Revise: Having mapped the previous solution to the target situation, test the new solution in the real world (or a simulation) and, if necessary, revise. Suppose Fred adapted his pancake solution by adding blueberries to the batter. After mixing, he discovers that the batter has turned blue - an undesired effect. This suggests the following revision: delay the addition of blueberries until after the batter has been ladled into the pan.
Retain: After the solution has been successfully adapted to the target problem, store the resulting experience as a new case in memory. Fred, accordingly, records his newfound procedure for making blueberry pancakes, thereby enriching his set of stored experiences, and better preparing him for future pancake-making demands.
At first glance, CBR may seem similar to the rule-induction algorithms of machine learning. Like a rule-induction algorithm, CBR starts with a set of cases or training examples; it forms generalizations of these examples, albeit implicit ones, by identifying commonalities between a retrieved case and the target problem. For instance, when Fred mapped his procedure for plain pancakes to blueberry pancakes, he decided to use the same basic batter and frying method, thus implicitly generalizing the set of situations under which the batter and frying method can be used. The key difference, however, between the implicit generalization in CBR and the generalization in rule induction lies in when the generalization is made. A rule-induction algorithm draws it's generalizations from a set of training examples before the target problem is even known; that is, it performs eager generalization. For instance, if a rule-induction algorithm were given recipes for plain pancakes, Dutch apple pancakes, and banana pancakes as it's training examples, it would have to derive, at training time, a set of general rules for making all types of pancakes. It would not be until testing time that it would be given, say, the task of cooking blueberry pancakes. The difficulty for the rule-induction algorithm is in anticipating the different directions in which it should attempt to generalize it's training examples. This is in contrast to CBR, which delays (implicit) generalization of it's cases until testing time - a strategy of lazy generalization. In the pancake example, CBR has already been given the target problem of cooking blueberry pancakes; thus it can generalize it's cases exactly as needed to cover this situation. CBR therefore tends to be a good approach for rich, complex domains in which there are myriad ways to generalize a case.
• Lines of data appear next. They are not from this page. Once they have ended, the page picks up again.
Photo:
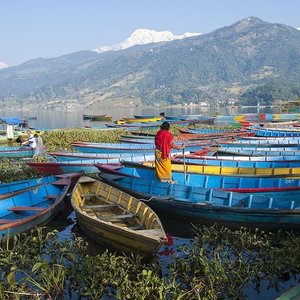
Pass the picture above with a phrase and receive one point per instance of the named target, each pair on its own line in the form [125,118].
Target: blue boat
[15,152]
[68,156]
[189,159]
[8,188]
[111,147]
[256,152]
[122,148]
[274,133]
[34,206]
[210,206]
[261,143]
[248,158]
[208,181]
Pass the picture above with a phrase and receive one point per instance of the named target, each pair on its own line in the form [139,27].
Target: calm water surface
[52,119]
[67,226]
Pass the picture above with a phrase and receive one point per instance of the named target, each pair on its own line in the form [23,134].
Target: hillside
[227,63]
CBR traces it's roots to the work of Roger Schank and his students at Yale University in the early 1980s. Schank's model of dynamic memory was the basis for the earliest CBR systems: Janet Kolodner's CYRUS and Michael Lebowitz's IPP. Other schools of CBR and closely allied fields emerged in the 1980s, investigating such topics as CBR in legal reasoning, memory-based reasoning (a way of reasoning from examples on massively parallel machines), and combinations of CBR with other reasoning methods. In the 1990s, interest in CBR grew in the international community, as evidenced by the establishment of an International Conference on Case-Based Reasoning in 1995, as well as European, German, British, Italian, and other CBR workshops. CBR technology has produced a number of successful deployed systems, the earliest being Lockheed's CLAVIER, a system for laying out composite parts to be baked in an industrial convection oven. CBR has been used extensively in help-desk applications such as the Compaq SMART system. As of this writing, a number of CBR decision support tools are commercially available, including k-Commerce from eGain (formerly Inference Corporation) and Kaidara Advisor from Kaidara (formerly AcknoSoft).